Впрочем, я уверен, что Эткинд не это имел в виду, когда призывал меня к нелицеприятному осмыслению “проблемы коллективной (или этнической) вины” и к работе памяти, “сравнимой с памятью о Холокосте”. И вряд ли он имел в виду изъятие части советской истории из Истории (как событие, не сопоставимое с другими событиями) и превращение ее в символ абсолютного зла и предмет квази-религиозного культа, политического биллиарда и крупномасштабной китчевой индустрии. Да еще с еврейскими комиссарами в роли нацистов в кожаных куртках. Нет, он (мне кажется) имел в виду, что прошлое не должно предаваться забвению; что поступки – хорошие и дурные – имеют последствия; что у людей – и наций – есть потомки; и что память о палачах почти так же важна, как память о жертвах.

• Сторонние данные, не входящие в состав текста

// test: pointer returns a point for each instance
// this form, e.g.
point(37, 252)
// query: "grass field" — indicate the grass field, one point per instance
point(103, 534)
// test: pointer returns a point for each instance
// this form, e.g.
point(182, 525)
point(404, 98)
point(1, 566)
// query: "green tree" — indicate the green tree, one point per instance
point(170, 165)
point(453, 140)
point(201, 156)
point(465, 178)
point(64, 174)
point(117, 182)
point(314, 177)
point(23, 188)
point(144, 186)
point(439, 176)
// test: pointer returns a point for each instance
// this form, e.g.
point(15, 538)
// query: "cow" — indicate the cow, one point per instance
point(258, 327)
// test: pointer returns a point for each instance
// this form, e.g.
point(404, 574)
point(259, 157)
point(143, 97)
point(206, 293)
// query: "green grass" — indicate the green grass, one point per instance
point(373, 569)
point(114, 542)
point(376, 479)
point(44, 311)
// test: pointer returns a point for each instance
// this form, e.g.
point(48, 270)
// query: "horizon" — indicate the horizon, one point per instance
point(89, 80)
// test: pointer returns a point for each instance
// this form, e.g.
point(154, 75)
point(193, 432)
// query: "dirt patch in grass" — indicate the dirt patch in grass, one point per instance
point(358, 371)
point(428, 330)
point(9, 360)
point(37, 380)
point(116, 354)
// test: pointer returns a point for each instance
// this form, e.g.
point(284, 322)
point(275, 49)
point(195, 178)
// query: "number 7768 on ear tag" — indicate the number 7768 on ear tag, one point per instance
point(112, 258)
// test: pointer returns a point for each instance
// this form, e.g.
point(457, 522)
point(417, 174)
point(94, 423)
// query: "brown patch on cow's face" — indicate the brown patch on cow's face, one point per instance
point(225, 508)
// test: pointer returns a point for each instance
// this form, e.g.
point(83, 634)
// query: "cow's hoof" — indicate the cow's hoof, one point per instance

Что я и пытался сделать – не как пророк, а как историк. А это значит, что часть “работы памяти” предстоит сделать читателю. “Наверное, у каждого немца, – пишет Ясперс, – есть причины – у каждого свои – подвергнуть себя моральному анализу. И в этой работе единственный его судья – его совесть. И, наверное, всякий немец, способный к осознанию реальности, пересмотрит свое отношение к миру и к самому себе в результате метафизического участия в подобной катастрофе. Как ему это сделать, никто не может предписать, и никто не может предвидеть. Это – вопрос личного одиночества”.[3]